Domain 1: Foundations of Psychopathology & Diagnostic Process (10 Questions)


Q1: A 34-year-old patient presents for psychiatric evaluation stating, "I've been told I
have bipolar disorder, but I don't think that's right." History reveals three episodes of
major depression, one hypomanic episode lasting 5 days with decreased sleep and
increased goal-directed activity, and one manic episode lasting 10 days with psychotic
features requiring hospitalization. The patient asks for clarification about their
diagnosis. Which diagnosis is most accurate according to DSM-5-TR criteria?

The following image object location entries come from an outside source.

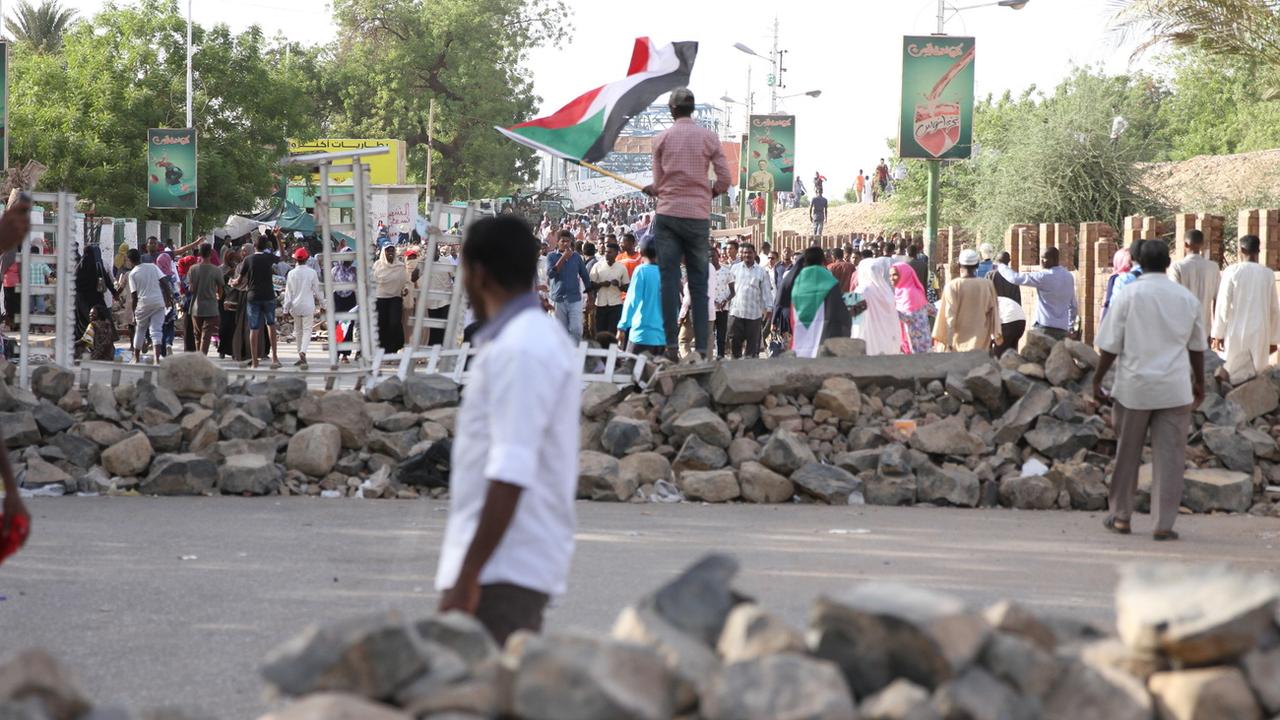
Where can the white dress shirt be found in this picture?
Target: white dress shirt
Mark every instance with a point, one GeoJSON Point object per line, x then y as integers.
{"type": "Point", "coordinates": [519, 423]}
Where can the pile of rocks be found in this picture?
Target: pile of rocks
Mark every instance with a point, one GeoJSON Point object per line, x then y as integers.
{"type": "Point", "coordinates": [192, 433]}
{"type": "Point", "coordinates": [1193, 645]}
{"type": "Point", "coordinates": [956, 429]}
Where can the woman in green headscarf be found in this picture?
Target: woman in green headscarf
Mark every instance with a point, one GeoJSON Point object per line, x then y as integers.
{"type": "Point", "coordinates": [818, 308]}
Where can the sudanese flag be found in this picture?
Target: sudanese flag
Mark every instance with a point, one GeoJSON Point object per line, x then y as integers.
{"type": "Point", "coordinates": [584, 131]}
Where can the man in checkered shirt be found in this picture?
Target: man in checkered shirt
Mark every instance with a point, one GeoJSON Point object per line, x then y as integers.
{"type": "Point", "coordinates": [681, 156]}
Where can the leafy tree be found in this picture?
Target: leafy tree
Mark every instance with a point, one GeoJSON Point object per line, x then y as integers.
{"type": "Point", "coordinates": [85, 110]}
{"type": "Point", "coordinates": [469, 55]}
{"type": "Point", "coordinates": [40, 27]}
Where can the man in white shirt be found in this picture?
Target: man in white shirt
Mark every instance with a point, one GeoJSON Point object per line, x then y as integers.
{"type": "Point", "coordinates": [510, 536]}
{"type": "Point", "coordinates": [1155, 336]}
{"type": "Point", "coordinates": [301, 294]}
{"type": "Point", "coordinates": [151, 300]}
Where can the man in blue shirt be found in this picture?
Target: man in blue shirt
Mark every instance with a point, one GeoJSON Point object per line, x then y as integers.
{"type": "Point", "coordinates": [565, 268]}
{"type": "Point", "coordinates": [1055, 294]}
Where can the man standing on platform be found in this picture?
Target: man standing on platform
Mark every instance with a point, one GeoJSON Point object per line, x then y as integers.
{"type": "Point", "coordinates": [1155, 336]}
{"type": "Point", "coordinates": [681, 156]}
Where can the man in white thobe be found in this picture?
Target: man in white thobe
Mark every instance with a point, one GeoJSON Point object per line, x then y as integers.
{"type": "Point", "coordinates": [1198, 274]}
{"type": "Point", "coordinates": [1247, 315]}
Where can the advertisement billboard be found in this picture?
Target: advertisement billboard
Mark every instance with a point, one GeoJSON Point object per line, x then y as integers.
{"type": "Point", "coordinates": [771, 154]}
{"type": "Point", "coordinates": [172, 169]}
{"type": "Point", "coordinates": [383, 169]}
{"type": "Point", "coordinates": [936, 118]}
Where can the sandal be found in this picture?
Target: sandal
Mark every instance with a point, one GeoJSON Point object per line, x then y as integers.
{"type": "Point", "coordinates": [1119, 527]}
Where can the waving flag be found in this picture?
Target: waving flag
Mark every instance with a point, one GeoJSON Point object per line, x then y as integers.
{"type": "Point", "coordinates": [586, 128]}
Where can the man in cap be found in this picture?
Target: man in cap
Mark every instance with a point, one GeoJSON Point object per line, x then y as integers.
{"type": "Point", "coordinates": [681, 156]}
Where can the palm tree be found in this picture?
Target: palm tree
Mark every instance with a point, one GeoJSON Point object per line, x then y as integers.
{"type": "Point", "coordinates": [42, 26]}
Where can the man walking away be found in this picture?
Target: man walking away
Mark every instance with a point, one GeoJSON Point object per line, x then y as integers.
{"type": "Point", "coordinates": [681, 156]}
{"type": "Point", "coordinates": [1055, 296]}
{"type": "Point", "coordinates": [1246, 317]}
{"type": "Point", "coordinates": [818, 213]}
{"type": "Point", "coordinates": [608, 278]}
{"type": "Point", "coordinates": [565, 268]}
{"type": "Point", "coordinates": [750, 304]}
{"type": "Point", "coordinates": [1198, 274]}
{"type": "Point", "coordinates": [1155, 335]}
{"type": "Point", "coordinates": [205, 283]}
{"type": "Point", "coordinates": [510, 536]}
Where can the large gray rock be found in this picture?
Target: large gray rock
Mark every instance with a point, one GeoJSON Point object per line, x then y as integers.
{"type": "Point", "coordinates": [1212, 488]}
{"type": "Point", "coordinates": [314, 450]}
{"type": "Point", "coordinates": [749, 381]}
{"type": "Point", "coordinates": [599, 478]}
{"type": "Point", "coordinates": [1210, 692]}
{"type": "Point", "coordinates": [785, 452]}
{"type": "Point", "coordinates": [778, 687]}
{"type": "Point", "coordinates": [19, 428]}
{"type": "Point", "coordinates": [946, 437]}
{"type": "Point", "coordinates": [1059, 440]}
{"type": "Point", "coordinates": [428, 392]}
{"type": "Point", "coordinates": [248, 474]}
{"type": "Point", "coordinates": [1256, 399]}
{"type": "Point", "coordinates": [828, 483]}
{"type": "Point", "coordinates": [343, 409]}
{"type": "Point", "coordinates": [181, 474]}
{"type": "Point", "coordinates": [624, 436]}
{"type": "Point", "coordinates": [696, 455]}
{"type": "Point", "coordinates": [760, 484]}
{"type": "Point", "coordinates": [1234, 450]}
{"type": "Point", "coordinates": [986, 386]}
{"type": "Point", "coordinates": [840, 397]}
{"type": "Point", "coordinates": [1205, 615]}
{"type": "Point", "coordinates": [586, 678]}
{"type": "Point", "coordinates": [702, 423]}
{"type": "Point", "coordinates": [1086, 691]}
{"type": "Point", "coordinates": [128, 458]}
{"type": "Point", "coordinates": [709, 486]}
{"type": "Point", "coordinates": [191, 374]}
{"type": "Point", "coordinates": [50, 382]}
{"type": "Point", "coordinates": [950, 484]}
{"type": "Point", "coordinates": [1023, 414]}
{"type": "Point", "coordinates": [878, 632]}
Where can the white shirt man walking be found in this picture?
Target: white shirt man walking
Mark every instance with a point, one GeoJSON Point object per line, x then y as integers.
{"type": "Point", "coordinates": [510, 536]}
{"type": "Point", "coordinates": [1155, 336]}
{"type": "Point", "coordinates": [1247, 315]}
{"type": "Point", "coordinates": [1198, 274]}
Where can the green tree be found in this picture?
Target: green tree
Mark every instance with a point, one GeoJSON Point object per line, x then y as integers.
{"type": "Point", "coordinates": [41, 27]}
{"type": "Point", "coordinates": [85, 110]}
{"type": "Point", "coordinates": [469, 55]}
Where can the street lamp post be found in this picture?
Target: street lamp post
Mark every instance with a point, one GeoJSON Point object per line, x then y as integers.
{"type": "Point", "coordinates": [933, 196]}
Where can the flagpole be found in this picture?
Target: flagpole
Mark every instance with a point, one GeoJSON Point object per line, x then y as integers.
{"type": "Point", "coordinates": [608, 174]}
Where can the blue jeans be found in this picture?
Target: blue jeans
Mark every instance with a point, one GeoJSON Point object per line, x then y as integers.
{"type": "Point", "coordinates": [689, 241]}
{"type": "Point", "coordinates": [568, 314]}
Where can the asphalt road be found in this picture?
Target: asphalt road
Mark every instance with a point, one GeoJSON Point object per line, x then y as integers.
{"type": "Point", "coordinates": [174, 601]}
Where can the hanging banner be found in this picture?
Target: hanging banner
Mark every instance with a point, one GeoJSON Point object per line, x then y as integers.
{"type": "Point", "coordinates": [172, 169]}
{"type": "Point", "coordinates": [771, 158]}
{"type": "Point", "coordinates": [936, 118]}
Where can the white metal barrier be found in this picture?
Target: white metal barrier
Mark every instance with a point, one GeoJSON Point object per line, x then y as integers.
{"type": "Point", "coordinates": [62, 315]}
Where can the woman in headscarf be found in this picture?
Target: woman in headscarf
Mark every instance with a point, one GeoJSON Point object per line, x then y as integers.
{"type": "Point", "coordinates": [912, 309]}
{"type": "Point", "coordinates": [878, 324]}
{"type": "Point", "coordinates": [817, 306]}
{"type": "Point", "coordinates": [92, 282]}
{"type": "Point", "coordinates": [391, 283]}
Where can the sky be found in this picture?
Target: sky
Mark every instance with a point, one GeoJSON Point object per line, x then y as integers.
{"type": "Point", "coordinates": [848, 49]}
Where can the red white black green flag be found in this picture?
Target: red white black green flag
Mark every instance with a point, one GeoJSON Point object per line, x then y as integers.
{"type": "Point", "coordinates": [585, 130]}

A. Bipolar II Disorder, based on the history of hypomanic episodes and major depressive
episodes


B. Bipolar I Disorder, as there is documented history of at least one manic episode
[CORRECT]


C. Major Depressive Disorder with psychotic features, as the psychosis only occurred
during mood episodes


D. Cyclothymic Disorder, given the fluctuating mood patterns over time


Correct Answer: B

,Rationale: According to DSM-5-TR criteria, Bipolar I Disorder requires only one lifetime
manic episode for diagnosis (Criterion A), regardless of the presence or absence of
hypomanic or major depressive episodes. This patient clearly meets criteria for a manic
episode (abnormally elevated/expansive/irritable mood lasting ≥1 week, hospitalized,
with psychotic features). Once a manic episode has occurred, the diagnosis is Bipolar I
Disorder, even if hypomanic and depressive episodes are also present.


Why A is incorrect: While the patient does have hypomanic and major depressive
episodes that would suggest Bipolar II, the presence of even one full manic episode
supersedes Bipolar II diagnosis and establishes Bipolar I Disorder.

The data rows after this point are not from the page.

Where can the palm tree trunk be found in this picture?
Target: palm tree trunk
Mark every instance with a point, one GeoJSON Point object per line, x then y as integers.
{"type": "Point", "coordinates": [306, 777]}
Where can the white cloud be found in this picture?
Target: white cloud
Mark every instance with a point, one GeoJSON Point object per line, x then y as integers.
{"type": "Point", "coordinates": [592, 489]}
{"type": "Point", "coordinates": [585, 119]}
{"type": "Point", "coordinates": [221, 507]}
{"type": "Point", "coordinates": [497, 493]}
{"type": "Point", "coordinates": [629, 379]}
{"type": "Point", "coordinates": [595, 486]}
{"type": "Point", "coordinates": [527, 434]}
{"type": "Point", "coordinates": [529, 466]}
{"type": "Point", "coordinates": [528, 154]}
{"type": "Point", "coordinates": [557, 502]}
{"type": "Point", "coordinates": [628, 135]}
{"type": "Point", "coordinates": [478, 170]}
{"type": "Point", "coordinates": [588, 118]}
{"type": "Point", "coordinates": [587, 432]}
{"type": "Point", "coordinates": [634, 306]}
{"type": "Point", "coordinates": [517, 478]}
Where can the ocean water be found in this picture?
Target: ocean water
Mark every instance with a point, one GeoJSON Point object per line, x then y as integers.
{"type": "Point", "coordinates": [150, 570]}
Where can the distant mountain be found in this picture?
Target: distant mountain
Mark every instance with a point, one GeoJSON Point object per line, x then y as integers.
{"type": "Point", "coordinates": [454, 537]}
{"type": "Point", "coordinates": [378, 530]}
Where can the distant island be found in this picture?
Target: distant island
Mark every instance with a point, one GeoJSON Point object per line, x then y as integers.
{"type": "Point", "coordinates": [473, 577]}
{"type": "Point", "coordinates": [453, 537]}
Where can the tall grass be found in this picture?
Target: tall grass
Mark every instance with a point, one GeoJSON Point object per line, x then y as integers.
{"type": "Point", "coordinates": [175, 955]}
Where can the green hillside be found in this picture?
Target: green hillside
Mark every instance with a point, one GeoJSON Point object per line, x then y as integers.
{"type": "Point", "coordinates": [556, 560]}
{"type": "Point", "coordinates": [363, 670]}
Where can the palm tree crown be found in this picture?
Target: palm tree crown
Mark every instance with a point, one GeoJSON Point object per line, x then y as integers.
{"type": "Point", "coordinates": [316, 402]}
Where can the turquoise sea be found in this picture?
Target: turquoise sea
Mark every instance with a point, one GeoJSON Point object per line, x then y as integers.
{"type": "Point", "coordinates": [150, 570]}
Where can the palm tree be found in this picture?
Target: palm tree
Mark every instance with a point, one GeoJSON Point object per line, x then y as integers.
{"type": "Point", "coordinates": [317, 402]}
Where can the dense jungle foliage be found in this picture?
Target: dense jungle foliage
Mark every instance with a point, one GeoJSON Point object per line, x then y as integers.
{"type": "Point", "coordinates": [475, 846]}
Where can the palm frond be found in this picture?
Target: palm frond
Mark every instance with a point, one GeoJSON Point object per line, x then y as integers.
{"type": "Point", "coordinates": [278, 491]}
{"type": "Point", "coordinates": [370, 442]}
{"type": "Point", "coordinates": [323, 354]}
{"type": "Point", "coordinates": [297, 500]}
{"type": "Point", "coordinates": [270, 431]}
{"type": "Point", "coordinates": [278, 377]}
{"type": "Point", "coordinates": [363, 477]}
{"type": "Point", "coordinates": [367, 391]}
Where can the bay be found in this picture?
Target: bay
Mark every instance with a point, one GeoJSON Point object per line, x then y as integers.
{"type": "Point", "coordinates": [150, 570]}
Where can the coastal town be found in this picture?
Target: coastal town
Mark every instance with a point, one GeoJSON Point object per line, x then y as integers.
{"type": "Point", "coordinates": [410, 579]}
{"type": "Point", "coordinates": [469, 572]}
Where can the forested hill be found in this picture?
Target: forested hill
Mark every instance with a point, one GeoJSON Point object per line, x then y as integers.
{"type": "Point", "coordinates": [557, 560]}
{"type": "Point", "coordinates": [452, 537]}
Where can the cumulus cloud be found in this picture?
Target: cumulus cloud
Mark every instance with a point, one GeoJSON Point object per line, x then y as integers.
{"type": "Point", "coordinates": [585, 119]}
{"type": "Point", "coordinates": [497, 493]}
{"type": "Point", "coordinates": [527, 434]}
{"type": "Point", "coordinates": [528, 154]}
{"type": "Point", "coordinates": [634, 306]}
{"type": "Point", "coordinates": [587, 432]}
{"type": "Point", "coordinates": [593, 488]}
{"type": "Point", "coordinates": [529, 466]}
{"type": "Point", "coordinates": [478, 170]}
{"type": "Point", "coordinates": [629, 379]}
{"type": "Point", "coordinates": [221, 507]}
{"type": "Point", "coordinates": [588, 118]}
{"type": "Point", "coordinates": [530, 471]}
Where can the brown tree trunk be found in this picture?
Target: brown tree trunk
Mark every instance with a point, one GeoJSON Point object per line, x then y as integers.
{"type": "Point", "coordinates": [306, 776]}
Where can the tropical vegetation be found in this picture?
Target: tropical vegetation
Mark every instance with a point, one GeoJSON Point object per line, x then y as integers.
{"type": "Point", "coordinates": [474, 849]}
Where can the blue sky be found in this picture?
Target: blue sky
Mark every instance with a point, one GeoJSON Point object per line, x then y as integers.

Why C is incorrect: Although the patient has experienced psychotic features during
mood episodes, the presence of distinct manic and hypomanic episodes indicates a
bipolar spectrum disorder rather than unipolar depression with psychotic features.


Why D is incorrect: Cyclothymic Disorder requires numerous periods of hypomanic and
depressive symptoms (not meeting full episode criteria) for at least 2 years, without any
manic, major depressive, or mixed episodes. This patient has had full syndromal
episodes.




Q2: A psychiatric-mental health nurse practitioner is conducting a diagnostic interview
with a 28-year-old woman who reports "feeling anxious and on edge" for the past 8
months. She describes persistent worry about multiple domains including work
performance, finances, her parents' health, and potential accidents. She reports
difficulty controlling the worry, muscle tension, fatigue, and sleep disturbance. She

,denies panic attacks, specific phobias, or trauma history. Which diagnostic
consideration is most critical before establishing a primary anxiety disorder diagnosis?

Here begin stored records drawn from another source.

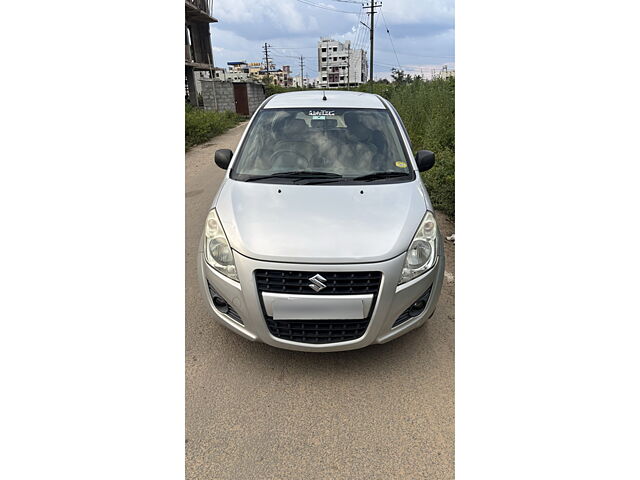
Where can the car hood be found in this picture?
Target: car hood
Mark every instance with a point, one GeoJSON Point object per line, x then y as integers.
{"type": "Point", "coordinates": [320, 223]}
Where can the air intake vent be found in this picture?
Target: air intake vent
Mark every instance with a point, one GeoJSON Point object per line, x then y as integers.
{"type": "Point", "coordinates": [317, 331]}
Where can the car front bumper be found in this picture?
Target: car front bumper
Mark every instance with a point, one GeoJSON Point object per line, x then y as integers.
{"type": "Point", "coordinates": [392, 299]}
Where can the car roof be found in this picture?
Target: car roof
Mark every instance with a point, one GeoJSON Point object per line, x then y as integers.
{"type": "Point", "coordinates": [335, 99]}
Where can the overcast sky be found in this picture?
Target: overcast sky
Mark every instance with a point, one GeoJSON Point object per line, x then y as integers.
{"type": "Point", "coordinates": [422, 32]}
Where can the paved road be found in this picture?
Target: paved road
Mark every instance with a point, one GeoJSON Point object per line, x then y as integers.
{"type": "Point", "coordinates": [256, 412]}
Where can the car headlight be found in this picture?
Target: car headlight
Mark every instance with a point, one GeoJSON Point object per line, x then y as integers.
{"type": "Point", "coordinates": [422, 252]}
{"type": "Point", "coordinates": [217, 249]}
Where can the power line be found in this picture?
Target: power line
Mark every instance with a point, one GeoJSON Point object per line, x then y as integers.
{"type": "Point", "coordinates": [266, 55]}
{"type": "Point", "coordinates": [390, 39]}
{"type": "Point", "coordinates": [372, 6]}
{"type": "Point", "coordinates": [311, 4]}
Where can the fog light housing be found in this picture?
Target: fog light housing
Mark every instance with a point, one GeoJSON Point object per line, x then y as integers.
{"type": "Point", "coordinates": [221, 304]}
{"type": "Point", "coordinates": [416, 309]}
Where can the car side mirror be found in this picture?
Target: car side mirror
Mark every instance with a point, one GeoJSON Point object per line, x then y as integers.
{"type": "Point", "coordinates": [425, 159]}
{"type": "Point", "coordinates": [223, 158]}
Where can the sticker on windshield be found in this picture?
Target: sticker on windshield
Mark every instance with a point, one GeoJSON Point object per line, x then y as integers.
{"type": "Point", "coordinates": [314, 113]}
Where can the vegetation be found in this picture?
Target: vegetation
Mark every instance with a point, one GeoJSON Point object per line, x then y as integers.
{"type": "Point", "coordinates": [201, 125]}
{"type": "Point", "coordinates": [427, 109]}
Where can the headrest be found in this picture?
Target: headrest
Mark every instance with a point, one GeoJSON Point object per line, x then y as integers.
{"type": "Point", "coordinates": [295, 127]}
{"type": "Point", "coordinates": [355, 125]}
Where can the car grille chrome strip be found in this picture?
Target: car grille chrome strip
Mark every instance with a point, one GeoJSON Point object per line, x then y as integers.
{"type": "Point", "coordinates": [318, 283]}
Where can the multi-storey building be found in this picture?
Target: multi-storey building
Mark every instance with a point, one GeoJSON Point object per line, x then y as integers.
{"type": "Point", "coordinates": [198, 56]}
{"type": "Point", "coordinates": [339, 65]}
{"type": "Point", "coordinates": [443, 73]}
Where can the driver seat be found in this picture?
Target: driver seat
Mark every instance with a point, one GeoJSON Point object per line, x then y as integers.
{"type": "Point", "coordinates": [293, 136]}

A. Determining if the anxiety symptoms are better explained by the physiological effects
of a substance


B. Assessing whether the worry and anxiety symptoms occur exclusively during major
depressive episodes


C. Evaluating for the presence of obsessions or compulsions that might indicate OCD


D. Ruling out medical conditions such as hyperthyroidism that could mimic anxiety
symptoms [CORRECT]


Correct Answer: D


Rationale: The clinical presentation is highly consistent with Generalized Anxiety
Disorder (GAD): excessive anxiety/worry occurring more days than not for ≥6 months
about multiple domains, difficulty controlling worry, and associated symptoms (muscle
tension, fatigue, sleep disturbance). However, DSM-5-TR diagnostic principles require
ruling out medical causes before establishing psychiatric diagnoses. Medical
conditions (hyperthyroidism, pheochromocytoma, cardiac arrhythmias, medication
effects) can produce identical symptom profiles. The diagnostic hierarchy prioritizes
medical etiologies.


Why A is incorrect: While substance-induced anxiety must be ruled out, this is part of
the comprehensive medical workup. The question emphasizes the most critical

, consideration, and medical conditions are statistically more prevalent mimics of anxiety
than substance-induced disorders in this demographic.


Why B is incorrect: Although GAD should not be diagnosed if symptoms occur
exclusively during major depressive episodes, the 8-month duration with multiple worry
domains suggests an independent anxiety disorder rather than depression-associated
anxiety.


Why C is incorrect: The absence of ego-dystonic intrusive thoughts, repetitive behaviors,
or mental acts makes OCD unlikely. The worry content is realistic (work, finances,
health) rather than the inappropriate intrusive thoughts characteristic of OCD.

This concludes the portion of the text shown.